## StokesParadox one year ago @zepdrix

1. zepdrix

Hmm darn, I have plenty of resources for Calculus... I can't think of any for trig though haha.

I'm looking at yesterdays problems...one seconds.... we should probably start with inverses of trig functions..one second

do these look difficult enough (for me)

5. zepdrix

Hmm they look pretty simple. I wouldn't say they're way easier than what we were working on yesterday. They might be worth spending some time on c:

6. zepdrix

Take a stab at #3

yeah they look too easy....I'll find some harder ones $sin(5x)=-\frac{\sqrt 3}{2}$ |dw:1362793858479:dw| am I right so far?

8. zepdrix

Solve for x! :)

9. zepdrix

I mean, yes you're right so far!

10. zepdrix

Keep in mind we want to rotate in the positive direction. So make sure your angle corresponds to that.

$sin^{-1}(-\sqrt{3}/2)=5x$ uhm I'm stuck $\frac {5\pi} 3$

12. zepdrix

$\large 5\pi/3=5x$ So you found that your angle, $$\large 5x$$ was equal to the special angle $$\large 5\pi/3$$. Looks good so far.

oh so that is right!

$x=\frac {\pi}{3}$

15. zepdrix

Yay good job

wait, that's it? what did we just discover?

wait wait wait....

18. zepdrix

There is some angle $$\large 5x$$ that corresponded to the given equation. And we were ultimately trying to find 1/5 of that angle. No waiting! >:O lol

LOL $sin(5x)=-\frac{\sqrt 3}{2}$ why are we trying to find 1/5 of that angle do you mean: "there is some angle x"

20. zepdrix

Our angle is the thing inside of the trig function. Think of it maybe as like, $$\large 5x=\theta$$. We want to solve for part of that angle. But for the purposes of relating this to special angles, it's good to think of the entire contents as the angle. :)

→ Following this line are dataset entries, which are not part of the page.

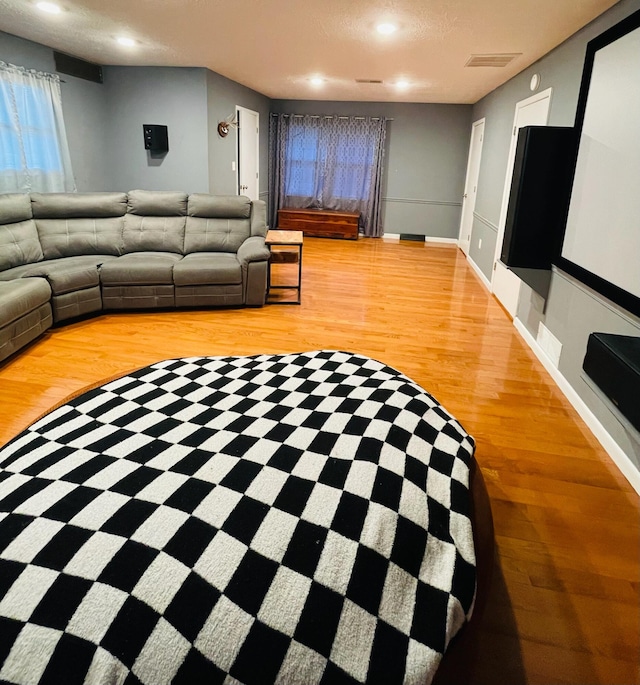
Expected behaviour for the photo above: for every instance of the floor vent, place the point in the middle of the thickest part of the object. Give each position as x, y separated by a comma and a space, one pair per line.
499, 60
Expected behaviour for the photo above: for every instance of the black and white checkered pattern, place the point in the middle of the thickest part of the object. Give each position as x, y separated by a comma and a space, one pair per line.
295, 518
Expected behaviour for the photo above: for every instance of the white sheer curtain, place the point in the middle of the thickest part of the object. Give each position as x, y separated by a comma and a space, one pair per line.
34, 154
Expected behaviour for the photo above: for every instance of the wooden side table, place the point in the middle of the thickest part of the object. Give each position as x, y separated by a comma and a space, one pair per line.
290, 243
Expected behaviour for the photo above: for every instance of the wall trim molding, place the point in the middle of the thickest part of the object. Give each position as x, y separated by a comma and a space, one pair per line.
617, 454
485, 221
414, 201
427, 238
600, 299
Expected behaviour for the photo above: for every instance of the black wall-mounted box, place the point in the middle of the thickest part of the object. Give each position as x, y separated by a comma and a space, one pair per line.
74, 66
539, 198
613, 362
156, 137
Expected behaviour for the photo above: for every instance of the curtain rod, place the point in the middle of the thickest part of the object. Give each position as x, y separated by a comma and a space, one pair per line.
325, 116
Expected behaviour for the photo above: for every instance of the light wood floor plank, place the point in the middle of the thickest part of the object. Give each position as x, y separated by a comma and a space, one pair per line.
564, 606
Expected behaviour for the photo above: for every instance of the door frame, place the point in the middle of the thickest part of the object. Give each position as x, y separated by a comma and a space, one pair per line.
497, 262
239, 111
471, 184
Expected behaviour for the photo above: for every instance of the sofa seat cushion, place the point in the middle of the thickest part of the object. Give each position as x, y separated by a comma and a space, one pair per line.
20, 297
208, 268
140, 268
65, 275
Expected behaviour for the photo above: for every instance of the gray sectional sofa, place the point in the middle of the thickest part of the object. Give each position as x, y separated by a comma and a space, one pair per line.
63, 255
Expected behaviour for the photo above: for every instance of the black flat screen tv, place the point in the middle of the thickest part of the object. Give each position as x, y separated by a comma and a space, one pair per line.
601, 243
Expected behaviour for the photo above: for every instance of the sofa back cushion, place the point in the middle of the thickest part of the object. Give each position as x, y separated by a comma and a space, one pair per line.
217, 223
71, 224
155, 220
19, 242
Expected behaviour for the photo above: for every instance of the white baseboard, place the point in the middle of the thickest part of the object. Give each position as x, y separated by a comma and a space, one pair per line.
427, 238
481, 276
621, 460
435, 239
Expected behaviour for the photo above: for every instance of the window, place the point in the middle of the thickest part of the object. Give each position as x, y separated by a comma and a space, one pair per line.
328, 162
33, 146
304, 161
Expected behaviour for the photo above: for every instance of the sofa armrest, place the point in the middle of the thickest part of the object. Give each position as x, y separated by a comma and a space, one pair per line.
253, 249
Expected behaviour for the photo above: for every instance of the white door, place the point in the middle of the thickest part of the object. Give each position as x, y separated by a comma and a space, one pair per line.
248, 152
533, 111
471, 185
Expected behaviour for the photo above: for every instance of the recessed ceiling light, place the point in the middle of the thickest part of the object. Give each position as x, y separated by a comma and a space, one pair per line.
386, 29
48, 7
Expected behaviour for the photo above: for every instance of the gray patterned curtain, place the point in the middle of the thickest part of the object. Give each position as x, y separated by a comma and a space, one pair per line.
328, 162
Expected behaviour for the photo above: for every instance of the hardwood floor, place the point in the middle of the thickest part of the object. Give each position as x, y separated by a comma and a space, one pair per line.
564, 606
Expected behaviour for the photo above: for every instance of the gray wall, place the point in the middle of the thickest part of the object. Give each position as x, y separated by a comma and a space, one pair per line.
172, 96
84, 107
571, 311
104, 124
425, 165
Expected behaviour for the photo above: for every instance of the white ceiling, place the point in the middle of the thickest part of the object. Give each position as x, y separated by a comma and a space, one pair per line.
275, 46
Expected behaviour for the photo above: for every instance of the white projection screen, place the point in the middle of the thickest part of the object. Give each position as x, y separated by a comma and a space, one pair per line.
601, 243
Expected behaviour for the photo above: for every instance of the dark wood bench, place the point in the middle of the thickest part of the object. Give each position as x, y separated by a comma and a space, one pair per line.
320, 223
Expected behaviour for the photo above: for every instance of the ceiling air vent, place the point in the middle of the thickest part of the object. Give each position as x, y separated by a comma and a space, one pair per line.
498, 60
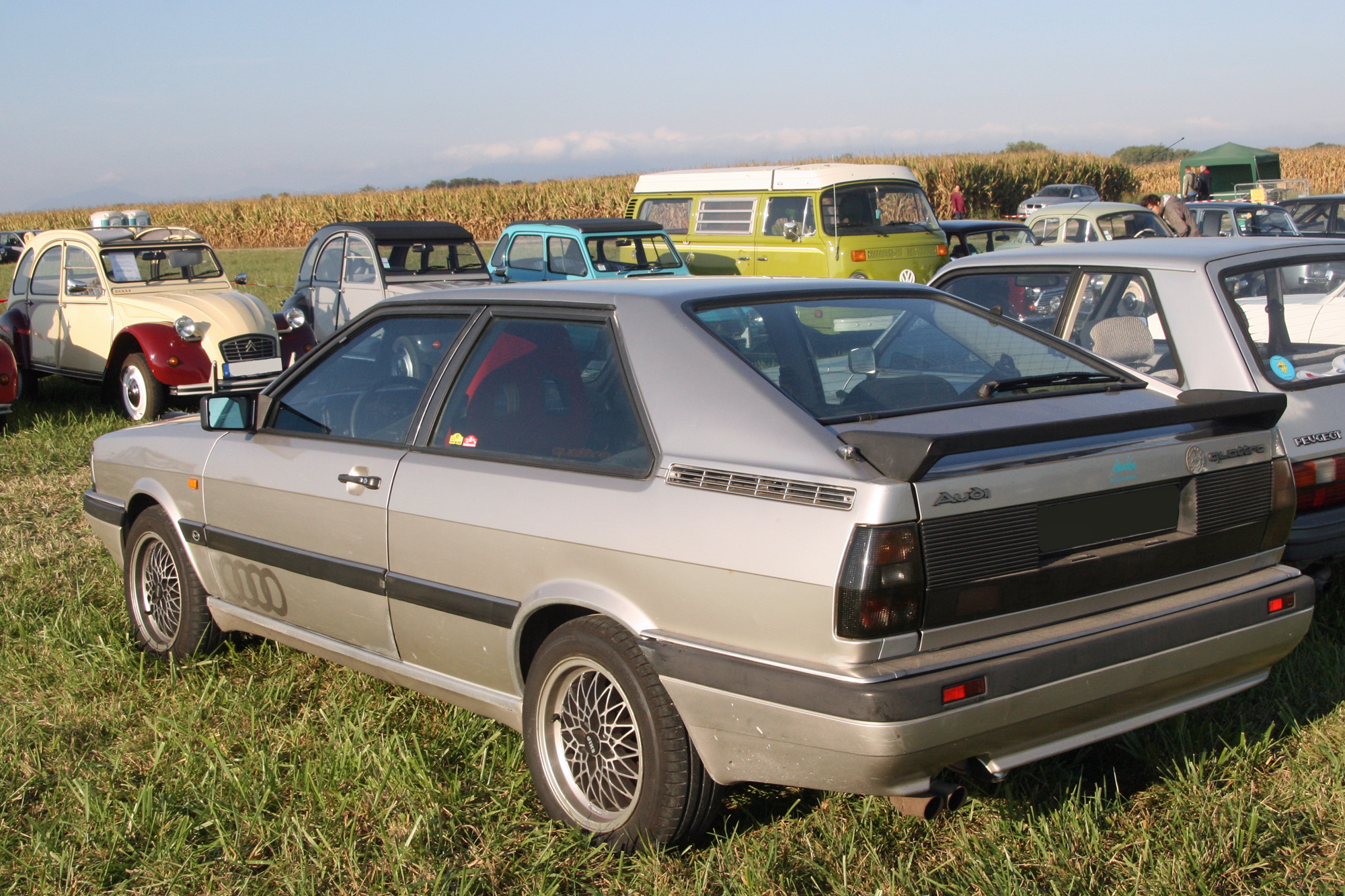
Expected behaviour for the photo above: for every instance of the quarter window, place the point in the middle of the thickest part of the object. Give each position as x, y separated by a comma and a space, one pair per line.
360, 263
21, 276
545, 392
371, 386
675, 214
1118, 318
329, 263
46, 278
566, 257
726, 216
527, 253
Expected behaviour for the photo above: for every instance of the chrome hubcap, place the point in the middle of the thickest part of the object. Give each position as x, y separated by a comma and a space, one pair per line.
134, 393
161, 591
591, 744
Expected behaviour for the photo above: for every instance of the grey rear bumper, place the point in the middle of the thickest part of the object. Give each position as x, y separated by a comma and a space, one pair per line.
1046, 692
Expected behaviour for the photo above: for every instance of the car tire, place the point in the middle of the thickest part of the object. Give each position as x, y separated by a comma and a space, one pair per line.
606, 745
139, 395
165, 599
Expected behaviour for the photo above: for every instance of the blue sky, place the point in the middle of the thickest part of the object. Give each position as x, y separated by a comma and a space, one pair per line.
158, 101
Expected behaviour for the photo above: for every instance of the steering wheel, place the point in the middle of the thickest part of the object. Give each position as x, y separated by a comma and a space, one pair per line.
388, 411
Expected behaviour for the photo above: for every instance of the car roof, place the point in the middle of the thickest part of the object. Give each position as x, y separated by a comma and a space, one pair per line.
594, 225
972, 225
1172, 253
404, 229
666, 291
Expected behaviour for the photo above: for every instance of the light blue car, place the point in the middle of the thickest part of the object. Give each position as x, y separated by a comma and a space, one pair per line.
584, 249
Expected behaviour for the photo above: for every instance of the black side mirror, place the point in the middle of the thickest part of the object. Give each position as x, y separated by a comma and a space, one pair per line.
229, 413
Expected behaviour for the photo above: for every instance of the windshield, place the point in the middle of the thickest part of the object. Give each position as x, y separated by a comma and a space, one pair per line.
1265, 222
161, 263
645, 252
1130, 225
418, 257
849, 358
1295, 318
882, 208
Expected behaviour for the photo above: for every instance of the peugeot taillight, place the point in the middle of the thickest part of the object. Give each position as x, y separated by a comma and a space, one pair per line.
1320, 483
882, 588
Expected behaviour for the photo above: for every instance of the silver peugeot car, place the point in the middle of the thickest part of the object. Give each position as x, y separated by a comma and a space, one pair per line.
693, 532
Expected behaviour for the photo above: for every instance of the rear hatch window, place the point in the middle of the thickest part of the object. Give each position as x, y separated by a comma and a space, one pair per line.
848, 358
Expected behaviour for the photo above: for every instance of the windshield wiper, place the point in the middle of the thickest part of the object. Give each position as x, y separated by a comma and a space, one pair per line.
1046, 380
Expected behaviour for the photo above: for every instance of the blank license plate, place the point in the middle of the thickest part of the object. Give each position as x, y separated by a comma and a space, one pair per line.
252, 368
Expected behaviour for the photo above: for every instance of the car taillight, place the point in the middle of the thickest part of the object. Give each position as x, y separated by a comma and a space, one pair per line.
882, 588
1320, 483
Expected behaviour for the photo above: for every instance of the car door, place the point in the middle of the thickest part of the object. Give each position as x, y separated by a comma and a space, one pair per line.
326, 295
85, 313
361, 284
536, 435
297, 513
45, 310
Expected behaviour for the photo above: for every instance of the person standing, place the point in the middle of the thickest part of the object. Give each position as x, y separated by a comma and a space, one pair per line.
958, 202
1175, 214
1204, 184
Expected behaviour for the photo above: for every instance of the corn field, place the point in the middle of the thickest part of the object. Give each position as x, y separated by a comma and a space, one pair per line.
993, 184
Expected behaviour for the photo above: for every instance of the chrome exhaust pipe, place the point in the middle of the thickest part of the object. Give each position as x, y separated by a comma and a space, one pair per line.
954, 795
919, 806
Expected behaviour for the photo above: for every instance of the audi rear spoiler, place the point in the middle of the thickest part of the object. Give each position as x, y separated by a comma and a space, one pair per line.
909, 456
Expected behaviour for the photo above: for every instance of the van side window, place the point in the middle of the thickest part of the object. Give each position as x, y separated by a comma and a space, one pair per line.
789, 214
527, 253
726, 216
21, 275
545, 391
675, 214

I am.....so why are we trying to find 1/5 of that angle? Oh you're just saying we solve for x which is 1/5th of that angle....I think I get it

si?

23. zepdrix

si c: I'm just being a little technical I guess.

It makes sense :)

should we do a more difficult problem? what are these problems called $sec\left(cos^{-1}\frac 12\right)$ I feel sooooo d u m b LOL

26. zepdrix

lol poor gal c:

27. zepdrix

Ok so we're dealing with an inverse even function on the inside. So our angle will be in the 1st or second quadrant, yes? Hmmm +1/2. Is that a length to the right, or left? :D

I will feel smarter by the end of the weekend....hopefully.... When I Know How To Do These Darn Problems o.O

right

the length to the right

I found some nice aerobics music!!!!

32. zepdrix

lol that was random XD

Thanks :)

I'm planning to work out in 15 mins

36. zepdrix

Oh i see c:

....so these problems are called inverse functions within trig functions? i"m trying to find some problems on google.

38. zepdrix

Sorry I'm not quite sure what they're called :( Maybe something Composition of Trig functions...

39. zepdrix

http://www.ck12.org/book/CK-12-Trigonometry-Concepts/r1/section/4.6/ Near the bottom there is a $$\large \text{Practice}$$ section. Some good problems there.

which one should a take a stab at?

42. zepdrix

5

$tan(cos^{-1}1)$ $cos\alpha =1$ at zero and $$2\pi$$

44. zepdrix

$\large \tan(0)$ K looks good so far.

46. zepdrix

Yes good!